言葉と模様の遊び心、江戸のデザイン「判じ物」

<出典:エス・ケイ通信

はじめに

爛熟した文化を謳歌していた江戸時代、豊かな生活は「衣」の面においてもさまざまな発達を後押ししてきました。

日本の伝統的な意匠とされているものには江戸期に登場したものも多く、実にセンスのいいデザインが生み出されてきました。

しかし江戸人のすごさはそれだけではありません。

デザインの中にも巧みに遊び心を織り交ぜて、洒落っ気のきいたファッションとして愛でてきた歴史をもっています。

今回は、そんな江戸のデザインの中でも「判じ物」についてご紹介したいと思います。

「判じ物」とは

「判じ物」とは、つまり「絵解き」のことであり、ある種の記号の組み合わせによってその意味を推測して楽しむという性格のものです。

なぞなぞ遊びのような面白さもあり、それが何らかのワードや地名、短文などの意味になっていることから手ぬぐいや衣服などの意匠に取り入れることが流行しました。

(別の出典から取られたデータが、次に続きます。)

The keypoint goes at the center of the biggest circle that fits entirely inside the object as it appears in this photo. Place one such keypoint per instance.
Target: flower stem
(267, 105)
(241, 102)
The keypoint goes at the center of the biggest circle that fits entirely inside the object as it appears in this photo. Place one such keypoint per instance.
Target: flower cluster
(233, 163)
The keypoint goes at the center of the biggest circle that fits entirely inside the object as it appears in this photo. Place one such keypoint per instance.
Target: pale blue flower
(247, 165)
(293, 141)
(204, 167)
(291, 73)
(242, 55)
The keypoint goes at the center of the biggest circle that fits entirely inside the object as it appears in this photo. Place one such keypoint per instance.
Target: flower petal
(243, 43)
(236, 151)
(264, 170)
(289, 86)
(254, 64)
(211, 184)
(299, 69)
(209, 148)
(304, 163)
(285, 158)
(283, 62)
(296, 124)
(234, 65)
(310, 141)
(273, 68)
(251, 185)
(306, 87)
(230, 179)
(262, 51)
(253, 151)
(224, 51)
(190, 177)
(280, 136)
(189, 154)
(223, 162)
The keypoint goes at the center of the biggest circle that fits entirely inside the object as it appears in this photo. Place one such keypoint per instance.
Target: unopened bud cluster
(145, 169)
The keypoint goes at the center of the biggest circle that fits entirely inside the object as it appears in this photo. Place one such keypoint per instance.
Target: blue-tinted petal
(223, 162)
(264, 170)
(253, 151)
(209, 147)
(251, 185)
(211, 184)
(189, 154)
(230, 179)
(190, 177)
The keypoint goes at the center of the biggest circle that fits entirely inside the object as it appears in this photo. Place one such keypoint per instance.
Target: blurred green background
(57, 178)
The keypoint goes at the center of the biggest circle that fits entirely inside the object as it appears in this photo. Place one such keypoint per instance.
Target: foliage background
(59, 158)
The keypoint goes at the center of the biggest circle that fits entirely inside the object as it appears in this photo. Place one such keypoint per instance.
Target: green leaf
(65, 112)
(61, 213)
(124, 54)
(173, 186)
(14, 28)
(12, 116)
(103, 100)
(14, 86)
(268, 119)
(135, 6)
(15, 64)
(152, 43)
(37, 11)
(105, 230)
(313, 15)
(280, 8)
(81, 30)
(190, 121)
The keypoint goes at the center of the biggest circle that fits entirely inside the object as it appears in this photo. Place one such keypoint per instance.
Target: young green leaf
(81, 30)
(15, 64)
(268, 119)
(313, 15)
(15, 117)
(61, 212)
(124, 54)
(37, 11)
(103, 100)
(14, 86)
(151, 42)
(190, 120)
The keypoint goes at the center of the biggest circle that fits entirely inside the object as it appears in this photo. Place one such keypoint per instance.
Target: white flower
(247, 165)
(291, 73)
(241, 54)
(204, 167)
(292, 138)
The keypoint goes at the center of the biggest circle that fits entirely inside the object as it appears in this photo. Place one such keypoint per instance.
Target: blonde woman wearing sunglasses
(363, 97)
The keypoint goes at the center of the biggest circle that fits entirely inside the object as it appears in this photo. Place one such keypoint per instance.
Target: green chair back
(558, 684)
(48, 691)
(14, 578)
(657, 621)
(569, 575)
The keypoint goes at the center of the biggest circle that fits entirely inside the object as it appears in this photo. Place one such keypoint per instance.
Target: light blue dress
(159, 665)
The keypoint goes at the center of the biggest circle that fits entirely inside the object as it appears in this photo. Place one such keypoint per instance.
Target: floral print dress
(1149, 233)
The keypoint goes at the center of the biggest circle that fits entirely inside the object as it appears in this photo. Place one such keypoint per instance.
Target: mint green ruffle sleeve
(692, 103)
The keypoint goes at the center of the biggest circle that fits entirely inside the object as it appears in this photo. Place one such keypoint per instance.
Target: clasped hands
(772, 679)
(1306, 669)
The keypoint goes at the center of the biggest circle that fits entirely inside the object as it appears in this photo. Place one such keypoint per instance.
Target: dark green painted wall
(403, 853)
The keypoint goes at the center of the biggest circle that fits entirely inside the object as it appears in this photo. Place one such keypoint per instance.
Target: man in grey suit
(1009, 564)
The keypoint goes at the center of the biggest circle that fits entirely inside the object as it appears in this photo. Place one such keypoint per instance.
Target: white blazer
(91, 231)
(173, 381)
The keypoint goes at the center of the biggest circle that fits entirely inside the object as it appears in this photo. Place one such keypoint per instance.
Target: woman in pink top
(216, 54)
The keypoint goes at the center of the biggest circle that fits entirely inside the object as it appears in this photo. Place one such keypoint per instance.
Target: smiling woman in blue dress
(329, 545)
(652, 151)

判じ物は絵本のようなものから商店の立体看板まで幅広く使われ、江戸時代の人々の遊び心の多彩さを物語っています。

それでは、以下に代表的なものをいくつか挙げてみましょう。

鎌+リング+ぬ?

草刈りなどに使う刃物の「鎌」、リング、すなわち輪っか、そして平仮名の“ぬ”。

一見何の脈絡もないようなイラストが並んだ意匠を目にしたことがあるのではないでしょうか。

配列の巧みさによって、見るだけでも十分なデザイン性を感じさせますがこれにはれっきとした意味があるのです。

「鎌」に「輪」に「ぬ」、これで「かまわぬ(構わぬ)」と読ませているのです。

これは歌舞伎役者の「市川団十郎」が舞台で発した「かまわぬ」というセリフが流行したことに端を発するものとされています。

これに呼応するかのように「鎌」+「井桁」+「枡」の模様で「かまいます」という意味のデザインも登場しました。

弓+矢?

商店の看板にも判じ物が使われたことは前述の通りですが、これにも駄洒落がきいた面白いものがあります。

矢をつがえて引き絞った形の弓を吊り下げているお店がありましたが、弓術の道具屋さんではありません。

「弓射る(ゆみいる・ゆいる)」、つまり「湯入る(ゆいる)」ということで、正解は「銭湯」です。

江戸の人たちはお風呂が大好きだったとされていますので、街のあちこちで見ることができたのでしょう。

剣+花+オール?

剣と花と舟のオール、つまり櫂(かい)を並べてできる言葉は「剣(けん)」「花(か)」「櫂(かい)」、すなわち「けんかかかい(喧嘩買い)」です。

威勢のよさをアピールする若者らしい背伸びの仕方で、江戸時代のちょっとやんちゃな青年たちの様子が目に浮かぶようです。

このあたりの心模様は、現代人とさして変わりがないのかもしれませんね。